Touting a greater need for fair, honest, open and secure elections, John Howe of Red Wing hopes to unseat Steve Simon, the man currently charged with overseeing elections as Minnesota secretary of state.

Howe, a Republican, has held public office as mayor and a state senator. Simon, the Democrat, was elected in 2014 and served in the state House. Independent William Denney is the third person in the race.

For a start, Howe said he would put the voting system security in the hands of the cybersecurity unit operated by the Minnesota National Guard.

"What we've learned in the past few years from the MNsure debacle and the still-unfixed MNLars license system is that state government doesn't have the expertise to build, operate and maintain a critical IT system," he said. "The current secretary of state also has allowed an outside vendor to have control over parts of Minnesota's voting system. This is what resulted in the series of inaccurate results posted during this year's primary in Ramsey County and elsewhere."

Simon counters that Minnesota voting system is secure.

"But the No. 1 threat to the integrity of our election system nationally and in Minnesota is the danger of a cyberattack by outside forces trying to destabilize our democracy. Minnesota was one of the 21 states targeted by Russian hackers in 2016," he said. "Fortunately, we passed the test and kept out all intruders."

This election also is personal for Howe.

"I once lost an election in which my opponent cheated by violating state election laws. All he and the DFL party had to do — once they were caught cheating — was pay a settlement to the Campaign Finance Board and my opponent kept his seat, as did 10 others in his party who also cheated."

He also wants to eliminate ineligible and illegal voting. He said at the start of the 2016 election, Minnesota had 26,000 challenged status voters on the poll roster — voters who failed the verification test, yet whose votes counted.

"We know there is a problem in Minnesota, but we don't know how big the problem is because the current secretary of state is defying a court order to release information about challenged voters," Howe said.

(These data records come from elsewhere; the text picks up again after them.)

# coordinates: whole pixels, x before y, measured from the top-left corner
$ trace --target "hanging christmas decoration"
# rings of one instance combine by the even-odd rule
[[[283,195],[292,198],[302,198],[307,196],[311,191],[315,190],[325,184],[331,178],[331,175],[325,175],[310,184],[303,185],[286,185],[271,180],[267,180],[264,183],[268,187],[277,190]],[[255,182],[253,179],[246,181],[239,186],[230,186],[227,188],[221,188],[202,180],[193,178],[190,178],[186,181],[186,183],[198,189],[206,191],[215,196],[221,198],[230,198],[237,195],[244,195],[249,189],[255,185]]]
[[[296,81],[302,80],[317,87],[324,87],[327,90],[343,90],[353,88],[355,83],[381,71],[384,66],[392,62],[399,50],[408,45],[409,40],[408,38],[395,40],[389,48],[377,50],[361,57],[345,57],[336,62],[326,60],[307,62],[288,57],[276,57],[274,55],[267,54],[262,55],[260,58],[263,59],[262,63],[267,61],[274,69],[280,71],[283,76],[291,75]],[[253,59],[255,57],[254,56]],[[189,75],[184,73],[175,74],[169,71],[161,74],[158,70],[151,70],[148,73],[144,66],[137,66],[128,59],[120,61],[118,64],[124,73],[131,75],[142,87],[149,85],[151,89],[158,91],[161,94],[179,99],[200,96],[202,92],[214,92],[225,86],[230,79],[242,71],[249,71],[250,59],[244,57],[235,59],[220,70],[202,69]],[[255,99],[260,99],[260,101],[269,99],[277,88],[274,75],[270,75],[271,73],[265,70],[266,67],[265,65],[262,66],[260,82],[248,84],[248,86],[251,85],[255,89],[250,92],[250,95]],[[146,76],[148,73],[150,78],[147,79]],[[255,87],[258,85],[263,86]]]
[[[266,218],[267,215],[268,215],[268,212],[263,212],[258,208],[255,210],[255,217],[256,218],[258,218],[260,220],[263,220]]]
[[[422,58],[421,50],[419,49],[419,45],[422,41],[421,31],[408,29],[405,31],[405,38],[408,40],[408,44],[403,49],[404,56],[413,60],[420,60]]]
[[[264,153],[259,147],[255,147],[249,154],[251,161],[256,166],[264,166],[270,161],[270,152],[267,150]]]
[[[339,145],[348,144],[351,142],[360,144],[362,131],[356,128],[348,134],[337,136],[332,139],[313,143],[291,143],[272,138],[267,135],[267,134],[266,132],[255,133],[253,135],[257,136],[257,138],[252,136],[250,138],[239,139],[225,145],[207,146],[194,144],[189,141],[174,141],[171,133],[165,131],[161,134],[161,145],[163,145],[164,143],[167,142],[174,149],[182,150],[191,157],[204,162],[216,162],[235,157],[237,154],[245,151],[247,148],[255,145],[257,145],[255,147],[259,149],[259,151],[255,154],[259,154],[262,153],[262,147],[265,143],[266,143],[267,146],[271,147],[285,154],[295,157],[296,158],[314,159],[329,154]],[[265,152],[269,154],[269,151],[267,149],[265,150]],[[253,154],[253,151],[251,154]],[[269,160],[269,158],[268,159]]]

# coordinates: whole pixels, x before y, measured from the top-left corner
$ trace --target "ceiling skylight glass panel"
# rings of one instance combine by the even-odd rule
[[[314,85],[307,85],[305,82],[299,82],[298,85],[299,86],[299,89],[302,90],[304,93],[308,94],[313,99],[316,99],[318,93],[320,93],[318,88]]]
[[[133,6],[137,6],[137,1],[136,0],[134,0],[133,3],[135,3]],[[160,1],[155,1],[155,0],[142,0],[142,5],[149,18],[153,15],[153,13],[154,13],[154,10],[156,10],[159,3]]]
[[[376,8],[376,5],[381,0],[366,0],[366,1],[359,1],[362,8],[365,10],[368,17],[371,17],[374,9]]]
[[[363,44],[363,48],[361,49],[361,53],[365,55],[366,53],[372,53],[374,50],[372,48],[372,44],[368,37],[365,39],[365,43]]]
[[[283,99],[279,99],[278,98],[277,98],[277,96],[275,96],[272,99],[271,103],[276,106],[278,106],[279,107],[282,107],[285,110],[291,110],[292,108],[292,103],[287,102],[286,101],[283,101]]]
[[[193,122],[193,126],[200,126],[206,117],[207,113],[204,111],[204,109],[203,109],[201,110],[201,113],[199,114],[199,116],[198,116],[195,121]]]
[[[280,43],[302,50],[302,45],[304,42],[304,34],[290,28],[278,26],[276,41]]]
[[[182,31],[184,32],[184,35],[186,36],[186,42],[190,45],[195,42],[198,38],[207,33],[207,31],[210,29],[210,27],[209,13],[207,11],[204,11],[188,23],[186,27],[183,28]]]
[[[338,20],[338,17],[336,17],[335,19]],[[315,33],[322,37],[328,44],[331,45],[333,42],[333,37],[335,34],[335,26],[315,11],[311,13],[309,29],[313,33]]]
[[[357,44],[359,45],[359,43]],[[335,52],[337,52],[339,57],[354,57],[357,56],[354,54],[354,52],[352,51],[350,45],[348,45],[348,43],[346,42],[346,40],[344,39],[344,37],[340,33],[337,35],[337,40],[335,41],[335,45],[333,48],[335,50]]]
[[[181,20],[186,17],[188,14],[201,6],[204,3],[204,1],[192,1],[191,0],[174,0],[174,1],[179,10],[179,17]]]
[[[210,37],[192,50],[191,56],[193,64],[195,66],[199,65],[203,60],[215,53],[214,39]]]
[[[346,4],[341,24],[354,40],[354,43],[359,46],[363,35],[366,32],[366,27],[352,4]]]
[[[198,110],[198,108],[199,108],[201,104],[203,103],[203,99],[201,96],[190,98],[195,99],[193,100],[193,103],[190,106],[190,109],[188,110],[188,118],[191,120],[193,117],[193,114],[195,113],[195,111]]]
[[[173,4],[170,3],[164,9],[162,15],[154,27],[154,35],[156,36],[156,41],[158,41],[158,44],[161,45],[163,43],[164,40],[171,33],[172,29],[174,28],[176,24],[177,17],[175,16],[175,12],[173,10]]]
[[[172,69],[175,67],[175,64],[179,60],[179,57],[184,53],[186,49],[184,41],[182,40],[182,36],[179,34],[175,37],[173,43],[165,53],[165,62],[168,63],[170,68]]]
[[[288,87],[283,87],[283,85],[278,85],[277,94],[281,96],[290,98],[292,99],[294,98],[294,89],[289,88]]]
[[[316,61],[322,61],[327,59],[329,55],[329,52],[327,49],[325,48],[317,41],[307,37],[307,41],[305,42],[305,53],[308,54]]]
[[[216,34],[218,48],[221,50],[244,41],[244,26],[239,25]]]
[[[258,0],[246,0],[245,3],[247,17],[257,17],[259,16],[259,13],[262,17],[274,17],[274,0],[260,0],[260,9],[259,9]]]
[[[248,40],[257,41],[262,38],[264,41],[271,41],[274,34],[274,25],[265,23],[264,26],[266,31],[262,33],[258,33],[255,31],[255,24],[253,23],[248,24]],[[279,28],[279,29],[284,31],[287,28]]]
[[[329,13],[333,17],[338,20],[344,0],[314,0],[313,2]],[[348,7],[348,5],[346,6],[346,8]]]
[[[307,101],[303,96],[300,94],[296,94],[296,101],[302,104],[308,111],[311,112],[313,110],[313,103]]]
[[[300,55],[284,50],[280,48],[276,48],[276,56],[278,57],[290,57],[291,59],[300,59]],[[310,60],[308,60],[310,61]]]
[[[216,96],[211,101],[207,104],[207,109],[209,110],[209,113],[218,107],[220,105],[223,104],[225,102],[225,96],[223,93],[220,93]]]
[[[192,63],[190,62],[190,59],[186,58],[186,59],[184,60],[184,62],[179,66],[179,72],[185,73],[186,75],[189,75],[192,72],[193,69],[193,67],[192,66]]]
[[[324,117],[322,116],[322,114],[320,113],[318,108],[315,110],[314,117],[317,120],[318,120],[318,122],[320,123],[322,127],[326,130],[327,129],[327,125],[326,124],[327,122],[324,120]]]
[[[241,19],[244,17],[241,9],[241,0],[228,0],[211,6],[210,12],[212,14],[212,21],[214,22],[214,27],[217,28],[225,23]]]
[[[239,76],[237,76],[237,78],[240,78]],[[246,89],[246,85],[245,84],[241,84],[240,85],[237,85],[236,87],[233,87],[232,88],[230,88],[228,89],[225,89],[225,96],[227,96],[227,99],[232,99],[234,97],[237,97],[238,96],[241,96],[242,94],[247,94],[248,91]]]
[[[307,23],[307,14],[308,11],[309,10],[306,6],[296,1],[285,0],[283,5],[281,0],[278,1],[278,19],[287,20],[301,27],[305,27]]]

Simon notes he's "in the democracy business." He said his mission has been to make voting as easy as possible for all eligible Minnesotans. "As for policy innovations, I'll work for automated voter registration, expanded early voting, pre-registration for high school students, and campaign finance transparency."

Simon is proud of helping to lead Minnesota back to No. 1 in voter turnout in America — up from sixth.

One campaign issue is the looming 2020 presidential primary. Minnesota hasn't required voters to register as party members or declare their party affiliation, but last year the Legislature passed a law that will require voters in the 2020 presidential primary to request a Republican or Democrat ballot.

"I believe that's a horrible invasion of an individual voter's privacy, and my highest priority in the next legislative session will be fixing this law," Howe said.

The secretary of state also oversees a wide range of business-related filings. Simon said he has made it easier to start and maintain a business, expanded online offerings and plans to expand the office's quarterly economic reports, as well as the Minnesota Business Snapshot survey.